A causa da falta extraordinaria, e sensivel para a viscondessa, era o incommodo de João da Cunha, que periodicamente soffria accessos de sangue á cabeça, ameaços de congestão cerebral, que o debilitam pelas repetidas sangrias, seu allivio unico. Luiz passava os dias e as noites, ao pé de seu pae, pela primeira vez. Em tempos de libertinagem, as doenças do pae eram indifferentes ao filho, e até a formalidade d'um cumprimento lhe era pezada.

—Que differença!—dizia D. Rosa a sua filha—Quem diria que Luiz da Cunha passaria as noites ao pé de seu pae! Onde estava um nobre coração! Á vista d'isto, ninguem deve perder a esperança de salvar um homem abandonado de todos! A sociedade é a que atira o desgraçado á miseria...

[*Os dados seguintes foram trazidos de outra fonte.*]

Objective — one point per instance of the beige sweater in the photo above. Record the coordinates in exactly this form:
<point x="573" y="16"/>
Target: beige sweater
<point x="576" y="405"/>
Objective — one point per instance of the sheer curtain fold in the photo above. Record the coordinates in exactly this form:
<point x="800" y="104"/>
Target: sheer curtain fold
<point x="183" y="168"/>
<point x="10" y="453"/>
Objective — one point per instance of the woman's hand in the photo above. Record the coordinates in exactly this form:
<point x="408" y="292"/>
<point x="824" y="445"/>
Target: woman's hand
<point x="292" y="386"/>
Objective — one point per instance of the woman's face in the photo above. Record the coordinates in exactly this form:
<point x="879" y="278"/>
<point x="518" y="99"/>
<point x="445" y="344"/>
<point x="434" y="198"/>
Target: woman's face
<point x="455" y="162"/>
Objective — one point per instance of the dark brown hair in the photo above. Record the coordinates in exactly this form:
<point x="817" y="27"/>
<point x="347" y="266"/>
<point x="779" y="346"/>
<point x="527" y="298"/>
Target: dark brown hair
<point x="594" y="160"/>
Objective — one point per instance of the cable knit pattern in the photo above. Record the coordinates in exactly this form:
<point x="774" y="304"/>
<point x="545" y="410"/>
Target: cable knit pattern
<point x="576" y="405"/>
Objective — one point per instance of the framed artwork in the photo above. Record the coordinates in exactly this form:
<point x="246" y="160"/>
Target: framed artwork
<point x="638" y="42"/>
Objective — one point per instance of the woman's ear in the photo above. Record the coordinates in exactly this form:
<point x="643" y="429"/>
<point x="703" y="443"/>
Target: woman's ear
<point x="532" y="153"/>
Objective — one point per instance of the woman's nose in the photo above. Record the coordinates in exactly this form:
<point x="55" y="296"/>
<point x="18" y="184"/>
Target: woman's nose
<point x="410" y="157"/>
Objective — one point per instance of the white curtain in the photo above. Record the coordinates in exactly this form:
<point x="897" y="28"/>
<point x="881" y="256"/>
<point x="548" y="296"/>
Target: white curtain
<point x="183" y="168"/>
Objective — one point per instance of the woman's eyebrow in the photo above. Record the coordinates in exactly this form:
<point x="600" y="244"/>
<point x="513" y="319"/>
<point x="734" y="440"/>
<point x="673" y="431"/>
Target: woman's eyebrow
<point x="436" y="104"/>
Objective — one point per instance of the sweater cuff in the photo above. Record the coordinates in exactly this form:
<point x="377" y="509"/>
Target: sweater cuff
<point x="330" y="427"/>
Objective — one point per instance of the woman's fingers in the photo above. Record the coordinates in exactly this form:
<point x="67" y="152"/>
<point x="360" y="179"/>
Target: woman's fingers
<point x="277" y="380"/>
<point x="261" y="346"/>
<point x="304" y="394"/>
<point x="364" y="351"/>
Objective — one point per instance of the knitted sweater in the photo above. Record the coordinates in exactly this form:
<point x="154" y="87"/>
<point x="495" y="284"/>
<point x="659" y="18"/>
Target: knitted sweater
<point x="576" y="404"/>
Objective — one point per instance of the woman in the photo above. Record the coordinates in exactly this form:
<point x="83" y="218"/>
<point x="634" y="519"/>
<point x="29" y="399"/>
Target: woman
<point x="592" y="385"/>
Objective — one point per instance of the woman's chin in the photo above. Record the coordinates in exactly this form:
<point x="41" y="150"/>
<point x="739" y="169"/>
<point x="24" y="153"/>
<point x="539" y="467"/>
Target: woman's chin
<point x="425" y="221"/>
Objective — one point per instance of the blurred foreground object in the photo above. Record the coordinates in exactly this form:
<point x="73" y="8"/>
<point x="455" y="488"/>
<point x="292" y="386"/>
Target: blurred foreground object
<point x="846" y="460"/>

—Á miseria!—atalhou Assucena.

—Sim, minha filha. O desprêso com que são repellidos os infelizes, que não podem ser bons sem os conselhos d'um bom amigo, é muitas vezes a causa de se perderem de todo. O mau homem cuida que se vinga redobrando em malvadez. Deixam-no sósinho, e elle precisa de viver em sociedade. Procura a unica que o recebe, a dos abandonados como elle. Ahi encontra irmãos mais perdidos que elle, e acha sempre um amigo. Dizia teu pae, minha filha, que o ultimo amigo do criminoso era o carrasco... Não entendes esta linguagem, Assucena...{41} Oxalá que nunca recordes palavras de tua mãe, ditas como um desafogo a quem lh'as não entende... Foi talvez com ellas que eu salvei Luiz da Cunha... Servem só para desgraçados... e tu, filha, és feliz, és innocente, és um anjo.

—Elle é ainda desgraçado?

—Póde ser feliz...

—Eu queria que elle o fosse; mas é tão triste... Elle era assim d'antes?

—Não. Escarnecia de tudo, convertia tudo em galhofa respondia ás minhas admoestações com agradecimentos ironicos, e contava-me os seus desatinos como quem conta acções meritorias. O primeiro dia em que lhe ouvi queixar-se da sua má estrella, foi no dia em que te viu...

—Em que me viu!?...—atalhou Assucena, sem poder conter as palavras, que vinham do coração sobresaltado.

—Porque me fazes esse reparo tão admirada?!